Hi,

On 3/2/23 1:40 AM, Jeff Davis wrote:
On Wed, 2023-03-01 at 11:51 +0100, Drouvot, Bertrand wrote:


Why not "simply" call ConditionVariablePrepareToSleep() without any
call to ConditionVariableTimedSleep() later?

ConditionVariableSleep() re-inserts itself into the queue if it was
previously removed. Without that, a single wakeup could remove it from
the wait queue, and the effects of ConditionVariablePrepareToSleep()
would be lost.

Right, but in our case, right after the wakeup (the one due to the CV broadcast,
aka the one that will remove it from the wait queue) we'll exit the loop due to:

"
        /* check whether we're done */
        if (loc <= RecentFlushPtr)
            break;
"

as the CV broadcast means that a flush/replay occurred.

So I don't see any issue in this particular case (as we are removed from the 
queue
but we'll not have to wait anymore).


In that case the walsender will be put in the wait queue (thanks to
ConditionVariablePrepareToSleep())
and will be waked up by the event on the socket, the timeout or the
CV broadcast

I believe it will only be awakened once, and if it enters WalSndWait()
again, future ConditionVariableBroadcast/Signal() calls won't wake it
up any more.

I don't think that's right and that's not what my testing shows (please find 
attached 0004-CV-POC.txt,
a .txt file to not break the CF bot), as:

- If it is awakened due to the CV broadcast, then we'll right after exit the 
loop (see above)
- If it is awakened due to the timeout or the socket event then we're still in 
the CV wait queue
(as nothing removed it from the CV wait queue).

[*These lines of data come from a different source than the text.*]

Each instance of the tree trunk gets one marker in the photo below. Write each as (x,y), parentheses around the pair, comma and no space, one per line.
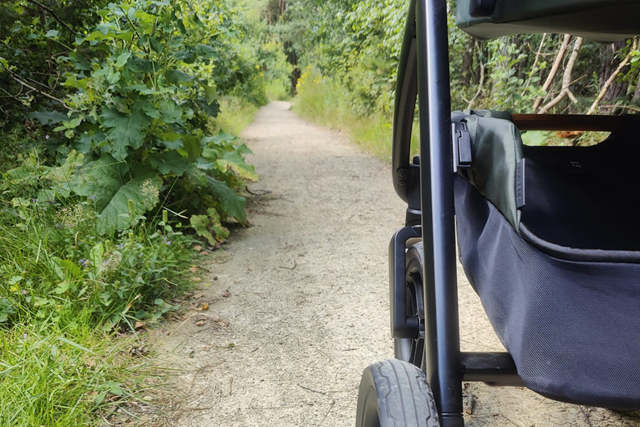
(467,63)
(610,62)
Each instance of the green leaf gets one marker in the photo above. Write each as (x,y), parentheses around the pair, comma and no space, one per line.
(142,191)
(141,65)
(96,254)
(155,45)
(210,93)
(150,110)
(205,51)
(99,181)
(211,108)
(231,203)
(169,161)
(204,224)
(186,56)
(235,161)
(170,111)
(178,77)
(122,59)
(124,130)
(191,147)
(200,223)
(48,117)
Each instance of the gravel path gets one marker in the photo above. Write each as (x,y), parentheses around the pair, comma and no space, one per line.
(304,292)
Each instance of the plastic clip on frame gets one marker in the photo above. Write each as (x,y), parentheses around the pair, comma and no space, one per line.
(428,189)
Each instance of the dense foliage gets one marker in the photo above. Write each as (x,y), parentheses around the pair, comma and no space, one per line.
(113,152)
(358,43)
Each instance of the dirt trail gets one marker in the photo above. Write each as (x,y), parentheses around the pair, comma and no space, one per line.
(308,309)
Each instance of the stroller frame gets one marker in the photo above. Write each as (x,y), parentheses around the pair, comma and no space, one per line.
(428,190)
(427,187)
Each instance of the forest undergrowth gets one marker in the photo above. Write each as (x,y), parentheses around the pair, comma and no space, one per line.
(119,157)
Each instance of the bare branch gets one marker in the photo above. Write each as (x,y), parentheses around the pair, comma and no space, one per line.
(480,84)
(53,14)
(566,79)
(554,70)
(607,84)
(16,78)
(535,62)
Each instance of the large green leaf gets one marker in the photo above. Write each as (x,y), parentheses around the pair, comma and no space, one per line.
(178,77)
(170,111)
(230,202)
(124,130)
(48,117)
(235,161)
(169,161)
(142,191)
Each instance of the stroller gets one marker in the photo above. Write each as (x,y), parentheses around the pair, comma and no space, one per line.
(548,237)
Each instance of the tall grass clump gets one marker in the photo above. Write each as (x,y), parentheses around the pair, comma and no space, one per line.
(325,101)
(65,291)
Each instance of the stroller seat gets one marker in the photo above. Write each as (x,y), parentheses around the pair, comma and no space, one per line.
(549,237)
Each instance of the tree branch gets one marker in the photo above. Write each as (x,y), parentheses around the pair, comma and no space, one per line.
(554,70)
(535,62)
(15,77)
(480,83)
(566,79)
(53,14)
(612,77)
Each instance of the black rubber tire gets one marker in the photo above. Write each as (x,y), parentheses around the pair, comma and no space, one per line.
(409,349)
(394,393)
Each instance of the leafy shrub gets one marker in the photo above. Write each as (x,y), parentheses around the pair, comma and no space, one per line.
(147,81)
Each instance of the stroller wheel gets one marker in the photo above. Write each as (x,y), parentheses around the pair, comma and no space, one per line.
(412,349)
(395,394)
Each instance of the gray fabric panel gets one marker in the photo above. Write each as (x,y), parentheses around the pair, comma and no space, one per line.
(497,149)
(598,20)
(571,327)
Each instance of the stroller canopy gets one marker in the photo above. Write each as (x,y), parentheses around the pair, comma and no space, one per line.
(598,20)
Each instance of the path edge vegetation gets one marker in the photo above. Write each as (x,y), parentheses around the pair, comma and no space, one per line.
(119,155)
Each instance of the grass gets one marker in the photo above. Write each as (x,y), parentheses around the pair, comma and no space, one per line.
(235,115)
(54,377)
(70,298)
(278,90)
(325,102)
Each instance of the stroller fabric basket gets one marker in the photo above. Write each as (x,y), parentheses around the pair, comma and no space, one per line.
(598,20)
(549,237)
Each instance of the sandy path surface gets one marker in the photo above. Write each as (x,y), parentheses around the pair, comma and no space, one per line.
(305,294)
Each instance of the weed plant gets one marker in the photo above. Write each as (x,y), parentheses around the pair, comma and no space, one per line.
(324,100)
(66,289)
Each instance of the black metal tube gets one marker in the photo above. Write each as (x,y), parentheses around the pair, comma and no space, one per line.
(495,369)
(442,349)
(405,102)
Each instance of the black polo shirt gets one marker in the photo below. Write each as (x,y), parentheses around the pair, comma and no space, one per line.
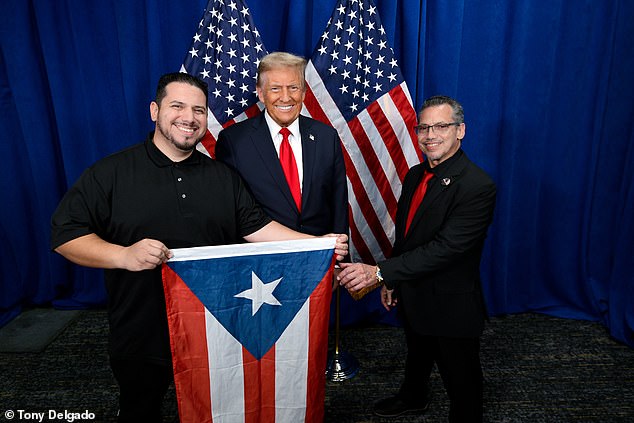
(140,193)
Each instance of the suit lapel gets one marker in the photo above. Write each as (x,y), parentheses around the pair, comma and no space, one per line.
(441,182)
(263,144)
(309,145)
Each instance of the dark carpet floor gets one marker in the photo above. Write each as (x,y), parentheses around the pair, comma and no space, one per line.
(537,369)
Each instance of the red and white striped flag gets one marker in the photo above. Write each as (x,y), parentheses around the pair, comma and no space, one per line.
(225,53)
(249,330)
(355,85)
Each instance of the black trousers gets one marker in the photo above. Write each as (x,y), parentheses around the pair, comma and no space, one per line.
(142,387)
(458,361)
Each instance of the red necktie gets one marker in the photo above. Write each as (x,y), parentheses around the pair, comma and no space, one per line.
(417,198)
(290,167)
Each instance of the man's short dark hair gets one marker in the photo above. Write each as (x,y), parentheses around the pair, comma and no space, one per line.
(168,78)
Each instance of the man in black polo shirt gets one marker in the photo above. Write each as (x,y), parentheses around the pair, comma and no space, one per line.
(127,211)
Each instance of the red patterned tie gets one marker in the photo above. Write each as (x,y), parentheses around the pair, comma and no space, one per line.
(290,167)
(417,198)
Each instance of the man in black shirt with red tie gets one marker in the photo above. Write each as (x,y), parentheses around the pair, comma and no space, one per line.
(444,211)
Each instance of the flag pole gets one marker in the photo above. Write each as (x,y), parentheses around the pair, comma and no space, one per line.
(341,365)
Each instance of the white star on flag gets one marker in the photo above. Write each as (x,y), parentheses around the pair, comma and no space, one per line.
(260,293)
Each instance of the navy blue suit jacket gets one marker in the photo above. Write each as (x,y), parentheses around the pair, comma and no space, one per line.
(248,148)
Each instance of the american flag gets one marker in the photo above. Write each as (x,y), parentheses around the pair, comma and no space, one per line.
(249,330)
(355,85)
(225,53)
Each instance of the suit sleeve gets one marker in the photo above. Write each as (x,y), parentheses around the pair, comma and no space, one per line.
(224,150)
(463,230)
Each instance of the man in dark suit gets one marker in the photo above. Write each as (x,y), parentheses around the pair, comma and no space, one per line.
(434,270)
(319,205)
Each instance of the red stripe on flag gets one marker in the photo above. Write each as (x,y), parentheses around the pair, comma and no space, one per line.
(259,387)
(366,205)
(409,116)
(372,161)
(318,347)
(189,353)
(359,243)
(390,140)
(316,111)
(209,142)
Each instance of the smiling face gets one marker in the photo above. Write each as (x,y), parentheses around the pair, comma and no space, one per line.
(282,91)
(181,120)
(435,144)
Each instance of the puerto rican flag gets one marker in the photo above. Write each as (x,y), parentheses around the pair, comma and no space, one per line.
(249,330)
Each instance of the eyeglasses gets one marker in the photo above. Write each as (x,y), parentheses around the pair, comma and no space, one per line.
(439,128)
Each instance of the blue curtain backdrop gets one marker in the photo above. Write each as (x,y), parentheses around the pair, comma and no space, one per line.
(547,88)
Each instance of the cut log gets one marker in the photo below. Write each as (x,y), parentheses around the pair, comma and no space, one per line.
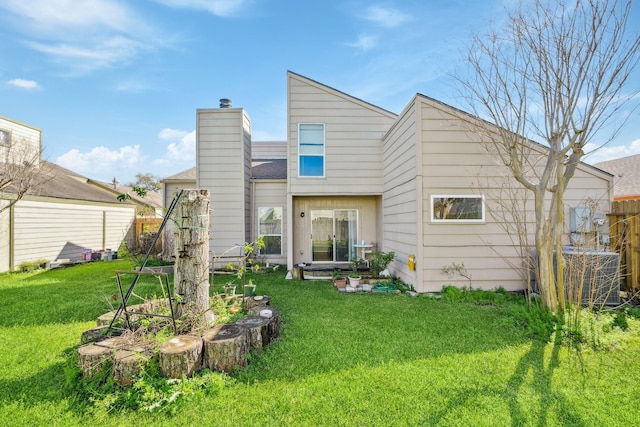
(127,364)
(93,335)
(225,347)
(274,319)
(180,356)
(92,357)
(258,328)
(258,301)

  (since IIUC they all rely on the same latch).

Relying on that fact seems like too much action-at-a-distance to me
If
we change the implementation of condition variables, then it would stop
working.


I'm not sure about this one. I mean it would depend what the implementation 
changes are.
Also the related TAP test (0005) would probably fail or start taking a long 
time due to
the corner case we are trying to solve here coming back (like it was detected 
in [1])

Also, since they are using the same latch, that means we are still
waking up too frequently, right? We haven't really solved the problem.


I don't think so as the first CV broadcast will make us exit the loop.
So, ISTM that we'll wake up as we currently do, expect when there is a 
flush/replay
which is what we want, right?

That looks weird to use ConditionVariablePrepareToSleep() without
actually using ConditionVariableTimedSleep()
but it looks to me that it would achieve the same goal: having the
walsender being waked up
by the event on the socket, the timeout or the CV broadcast.

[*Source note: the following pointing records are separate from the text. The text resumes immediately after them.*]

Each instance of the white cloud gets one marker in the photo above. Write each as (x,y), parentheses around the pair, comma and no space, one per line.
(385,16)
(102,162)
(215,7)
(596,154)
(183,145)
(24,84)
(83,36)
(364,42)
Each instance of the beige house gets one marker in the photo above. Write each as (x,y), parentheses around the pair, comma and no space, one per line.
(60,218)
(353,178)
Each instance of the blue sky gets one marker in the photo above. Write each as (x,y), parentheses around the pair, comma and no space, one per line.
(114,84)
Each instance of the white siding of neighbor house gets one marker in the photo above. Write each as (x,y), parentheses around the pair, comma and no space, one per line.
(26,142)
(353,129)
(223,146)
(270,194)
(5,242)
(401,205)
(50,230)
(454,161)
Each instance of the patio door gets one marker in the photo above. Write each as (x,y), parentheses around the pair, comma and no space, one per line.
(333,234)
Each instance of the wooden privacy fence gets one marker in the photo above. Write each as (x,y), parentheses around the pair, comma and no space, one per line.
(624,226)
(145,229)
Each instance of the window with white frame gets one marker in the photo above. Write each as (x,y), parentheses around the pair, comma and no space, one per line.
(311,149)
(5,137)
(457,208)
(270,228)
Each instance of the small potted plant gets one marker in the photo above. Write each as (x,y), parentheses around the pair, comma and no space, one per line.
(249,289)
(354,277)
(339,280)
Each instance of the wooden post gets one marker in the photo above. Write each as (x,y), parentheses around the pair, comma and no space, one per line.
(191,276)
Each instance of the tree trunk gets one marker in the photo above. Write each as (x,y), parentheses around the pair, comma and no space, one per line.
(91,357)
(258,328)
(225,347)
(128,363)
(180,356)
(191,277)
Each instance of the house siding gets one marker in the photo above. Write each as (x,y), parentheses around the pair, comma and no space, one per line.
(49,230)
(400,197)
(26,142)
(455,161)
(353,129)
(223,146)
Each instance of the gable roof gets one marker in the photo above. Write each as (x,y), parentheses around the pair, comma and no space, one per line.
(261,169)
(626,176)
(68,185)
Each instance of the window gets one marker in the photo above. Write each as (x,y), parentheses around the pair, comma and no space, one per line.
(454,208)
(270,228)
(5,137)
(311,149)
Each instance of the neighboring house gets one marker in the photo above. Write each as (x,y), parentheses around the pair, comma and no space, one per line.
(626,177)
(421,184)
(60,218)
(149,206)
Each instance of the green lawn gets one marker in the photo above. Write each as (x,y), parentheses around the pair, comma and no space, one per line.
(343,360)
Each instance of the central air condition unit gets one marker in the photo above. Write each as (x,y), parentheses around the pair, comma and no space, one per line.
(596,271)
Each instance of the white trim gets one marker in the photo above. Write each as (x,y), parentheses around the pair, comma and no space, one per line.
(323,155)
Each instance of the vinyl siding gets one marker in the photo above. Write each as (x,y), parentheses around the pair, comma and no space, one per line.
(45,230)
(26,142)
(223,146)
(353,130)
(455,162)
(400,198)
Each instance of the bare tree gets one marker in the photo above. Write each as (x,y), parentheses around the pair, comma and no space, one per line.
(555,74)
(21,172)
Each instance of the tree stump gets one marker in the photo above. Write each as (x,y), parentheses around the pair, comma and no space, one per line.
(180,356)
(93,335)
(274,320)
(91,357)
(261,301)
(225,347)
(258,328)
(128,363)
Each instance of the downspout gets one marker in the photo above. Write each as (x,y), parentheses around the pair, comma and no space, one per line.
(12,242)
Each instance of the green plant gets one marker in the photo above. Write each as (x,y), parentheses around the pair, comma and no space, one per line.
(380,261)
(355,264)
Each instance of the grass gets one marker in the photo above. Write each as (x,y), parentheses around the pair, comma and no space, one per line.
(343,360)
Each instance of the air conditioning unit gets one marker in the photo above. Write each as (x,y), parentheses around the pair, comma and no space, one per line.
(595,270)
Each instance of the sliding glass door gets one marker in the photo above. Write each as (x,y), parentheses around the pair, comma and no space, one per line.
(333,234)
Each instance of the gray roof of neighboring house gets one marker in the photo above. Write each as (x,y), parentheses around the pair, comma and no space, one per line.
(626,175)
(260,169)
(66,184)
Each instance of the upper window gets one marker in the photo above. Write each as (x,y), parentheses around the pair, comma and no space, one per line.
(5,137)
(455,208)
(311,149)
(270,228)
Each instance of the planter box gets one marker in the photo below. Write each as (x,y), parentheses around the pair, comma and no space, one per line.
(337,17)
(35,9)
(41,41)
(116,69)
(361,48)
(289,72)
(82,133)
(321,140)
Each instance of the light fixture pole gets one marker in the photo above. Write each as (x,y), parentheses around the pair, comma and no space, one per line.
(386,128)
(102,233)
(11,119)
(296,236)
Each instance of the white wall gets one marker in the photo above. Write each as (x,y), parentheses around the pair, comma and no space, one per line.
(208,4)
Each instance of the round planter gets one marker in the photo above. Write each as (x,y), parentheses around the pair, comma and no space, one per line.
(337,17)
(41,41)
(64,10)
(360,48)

I don't think it actually works, because something needs to keep re-
inserting it into the queue after it gets removed.

I think that's not needed as we'd exit the loop right after we are awakened by 
a CV broadcast.

To use condition variables properly, I think we'd need an API like
ConditionVariableEventsSleep(), which takes a WaitEventSet and a
timeout. I think this is what Andres was suggesting and seems like a
good idea. I looked into it and I don't think it's too hard to
implement -- we just need to WaitEventSetWait instead of WaitLatch.
There are a few details to sort out, like how to enable callers to
easily create the right WaitEventSet (it obviously needs to include
MyLatch, for instance) and update it with the right socket events.

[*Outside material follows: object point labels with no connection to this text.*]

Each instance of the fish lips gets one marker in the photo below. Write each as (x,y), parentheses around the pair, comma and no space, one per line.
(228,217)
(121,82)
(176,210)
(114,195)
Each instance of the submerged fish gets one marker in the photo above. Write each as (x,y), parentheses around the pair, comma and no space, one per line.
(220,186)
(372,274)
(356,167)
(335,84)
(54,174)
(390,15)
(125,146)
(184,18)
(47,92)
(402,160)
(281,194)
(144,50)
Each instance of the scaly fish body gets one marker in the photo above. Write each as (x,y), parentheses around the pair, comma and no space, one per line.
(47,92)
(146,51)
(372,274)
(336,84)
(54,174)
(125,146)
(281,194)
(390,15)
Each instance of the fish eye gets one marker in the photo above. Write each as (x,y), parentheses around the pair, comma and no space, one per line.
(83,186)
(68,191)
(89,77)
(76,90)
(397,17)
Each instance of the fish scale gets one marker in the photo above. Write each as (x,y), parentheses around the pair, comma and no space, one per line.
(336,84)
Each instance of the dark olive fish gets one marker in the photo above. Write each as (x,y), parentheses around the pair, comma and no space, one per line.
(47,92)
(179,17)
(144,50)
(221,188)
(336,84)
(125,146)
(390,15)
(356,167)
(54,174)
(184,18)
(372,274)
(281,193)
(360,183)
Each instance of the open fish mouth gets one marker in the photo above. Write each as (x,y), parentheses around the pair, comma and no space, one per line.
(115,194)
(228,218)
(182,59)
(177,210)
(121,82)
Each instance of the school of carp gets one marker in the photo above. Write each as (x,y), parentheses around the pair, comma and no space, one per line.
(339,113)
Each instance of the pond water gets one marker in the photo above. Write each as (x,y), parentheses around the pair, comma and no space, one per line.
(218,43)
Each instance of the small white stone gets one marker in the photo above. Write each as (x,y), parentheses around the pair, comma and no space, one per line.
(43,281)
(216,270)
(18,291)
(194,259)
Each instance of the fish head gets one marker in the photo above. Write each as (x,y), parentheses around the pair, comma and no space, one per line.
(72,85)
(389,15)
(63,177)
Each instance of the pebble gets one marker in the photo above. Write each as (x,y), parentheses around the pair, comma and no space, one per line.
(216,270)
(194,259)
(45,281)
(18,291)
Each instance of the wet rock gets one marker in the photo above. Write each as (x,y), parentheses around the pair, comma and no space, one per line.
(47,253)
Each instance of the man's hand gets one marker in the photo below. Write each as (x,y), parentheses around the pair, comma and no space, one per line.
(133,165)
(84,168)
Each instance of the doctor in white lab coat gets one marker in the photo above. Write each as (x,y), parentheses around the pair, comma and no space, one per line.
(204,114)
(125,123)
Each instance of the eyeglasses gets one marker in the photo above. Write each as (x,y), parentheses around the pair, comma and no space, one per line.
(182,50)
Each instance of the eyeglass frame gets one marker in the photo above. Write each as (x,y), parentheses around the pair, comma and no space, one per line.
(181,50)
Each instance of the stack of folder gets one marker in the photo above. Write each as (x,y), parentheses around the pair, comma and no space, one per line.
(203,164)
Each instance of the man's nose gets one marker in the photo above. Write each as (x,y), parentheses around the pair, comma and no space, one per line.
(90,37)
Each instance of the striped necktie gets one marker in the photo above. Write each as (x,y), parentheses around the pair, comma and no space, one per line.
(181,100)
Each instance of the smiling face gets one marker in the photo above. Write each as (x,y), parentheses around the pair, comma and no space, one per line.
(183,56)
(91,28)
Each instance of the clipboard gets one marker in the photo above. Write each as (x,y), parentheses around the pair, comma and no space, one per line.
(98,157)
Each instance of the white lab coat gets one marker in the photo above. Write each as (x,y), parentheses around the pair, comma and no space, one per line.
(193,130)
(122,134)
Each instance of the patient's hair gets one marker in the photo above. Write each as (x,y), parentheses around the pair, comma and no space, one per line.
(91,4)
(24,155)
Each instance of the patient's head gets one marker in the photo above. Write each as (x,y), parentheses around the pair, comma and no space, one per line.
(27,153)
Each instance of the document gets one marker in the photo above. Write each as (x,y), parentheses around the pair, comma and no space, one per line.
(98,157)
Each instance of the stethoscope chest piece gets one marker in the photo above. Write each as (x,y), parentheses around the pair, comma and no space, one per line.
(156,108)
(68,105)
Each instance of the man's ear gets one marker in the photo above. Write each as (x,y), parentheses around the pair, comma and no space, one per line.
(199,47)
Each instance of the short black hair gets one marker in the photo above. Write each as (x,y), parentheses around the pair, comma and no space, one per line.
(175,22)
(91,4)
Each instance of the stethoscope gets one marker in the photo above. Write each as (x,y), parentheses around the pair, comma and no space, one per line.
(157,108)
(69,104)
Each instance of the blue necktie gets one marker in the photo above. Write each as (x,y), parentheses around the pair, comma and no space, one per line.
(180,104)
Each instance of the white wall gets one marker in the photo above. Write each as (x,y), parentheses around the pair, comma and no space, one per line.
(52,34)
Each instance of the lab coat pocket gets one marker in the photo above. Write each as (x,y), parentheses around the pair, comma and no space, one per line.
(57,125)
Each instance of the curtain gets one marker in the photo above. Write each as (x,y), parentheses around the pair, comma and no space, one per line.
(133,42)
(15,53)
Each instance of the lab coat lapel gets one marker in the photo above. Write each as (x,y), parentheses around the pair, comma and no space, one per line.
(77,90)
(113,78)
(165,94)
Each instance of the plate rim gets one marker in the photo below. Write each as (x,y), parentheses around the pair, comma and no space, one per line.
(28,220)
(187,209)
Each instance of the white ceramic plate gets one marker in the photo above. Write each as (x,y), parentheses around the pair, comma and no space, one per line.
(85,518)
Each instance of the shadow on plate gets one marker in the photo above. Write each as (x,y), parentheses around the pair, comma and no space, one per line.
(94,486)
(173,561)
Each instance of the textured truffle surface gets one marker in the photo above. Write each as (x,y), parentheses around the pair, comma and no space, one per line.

I agree that's a good idea and that it should/would work too. I just wanted to 
highlight that in this particular
case that might not be necessary to build this new API.

[1]: 
https://www.postgresql.org/message-id/47606911-cf44-5a62-21d5-366d3bc6e445%40enterprisedb.com

Regards,

--
Bertrand Drouvot
PostgreSQL Contributors Team
RDS Open Source Databases
Amazon Web Services: https://aws.amazon.com
diff --git a/src/backend/access/transam/xlogrecovery.c 
b/src/backend/access/transam/xlogrecovery.c
index dbe9394762..8a9505a52d 100644
--- a/src/backend/access/transam/xlogrecovery.c
+++ b/src/backend/access/transam/xlogrecovery.c
@@ -358,6 +358,9 @@ typedef struct XLogRecoveryCtlData
        RecoveryPauseState recoveryPauseState;
        ConditionVariable recoveryNotPausedCV;
 
+       /* Replay state (see check_for_replay() for more explanation) */
+       ConditionVariable replayedCV;
+
        slock_t         info_lck;               /* locks shared variables shown 
above */
 } XLogRecoveryCtlData;
 
@@ -468,6 +471,7 @@ XLogRecoveryShmemInit(void)
        SpinLockInit(&XLogRecoveryCtl->info_lck);
        InitSharedLatch(&XLogRecoveryCtl->recoveryWakeupLatch);
        ConditionVariableInit(&XLogRecoveryCtl->recoveryNotPausedCV);
+       ConditionVariableInit(&XLogRecoveryCtl->replayedCV);
 }
 
 /*
@@ -1935,6 +1939,11 @@ ApplyWalRecord(XLogReaderState *xlogreader, XLogRecord 
*record, TimeLineID *repl
        XLogRecoveryCtl->lastReplayedTLI = *replayTLI;
        SpinLockRelease(&XLogRecoveryCtl->info_lck);
 
+       /*
+        * wake up walsender(s) used by logical decoding on standby.
+        */
+       ConditionVariableBroadcast(&XLogRecoveryCtl->replayedCV);
+
        /*
         * If rm_redo called XLogRequestWalReceiverReply, then we wake up the
         * receiver so that it notices the updated lastReplayedEndRecPtr and 
sends
@@ -4942,3 +4951,22 @@ assign_recovery_target_xid(const char *newval, void 
*extra)
        else
                recoveryTarget = RECOVERY_TARGET_UNSET;
 }
+
+/*
+ * Return the ConditionVariable indicating that a replay has been done.
+ *
+ * This is needed for logical decoding on standby. Indeed the "problem" is that
+ * WalSndWaitForWal() waits for the *replay* LSN to increase, but gets woken up
+ * by walreceiver when new WAL has been flushed. Which means that typically
+ * walsenders will get woken up at the same time that the startup process
+ * will be - which means that by the time the logical walsender checks
+ * GetXLogReplayRecPtr() it's unlikely that the startup process already 
replayed
+ * the record and updated XLogCtl->lastReplayedEndRecPtr.
+ *
+ * The ConditionVariable XLogRecoveryCtl->replayedCV solves this corner case.
+ */
+ConditionVariable *
+check_for_replay(void)
+{
+       return &XLogRecoveryCtl->replayedCV;
+}
diff --git a/src/backend/replication/walsender.c 
b/src/backend/replication/walsender.c
index 3042e5bd64..05350bb535 100644
--- a/src/backend/replication/walsender.c
+++ b/src/backend/replication/walsender.c
@@ -1552,6 +1552,17 @@ WalSndWaitForWal(XLogRecPtr loc)
 {
        int                     wakeEvents;
        static XLogRecPtr RecentFlushPtr = InvalidXLogRecPtr;
+       ConditionVariable *replayedCV = check_for_replay();
+
+       /*
+        * Prepare the replayedCV to sleep. Note that this is enough to be added
+        * in the wait queue and then waked up (while in WalSndWait() below)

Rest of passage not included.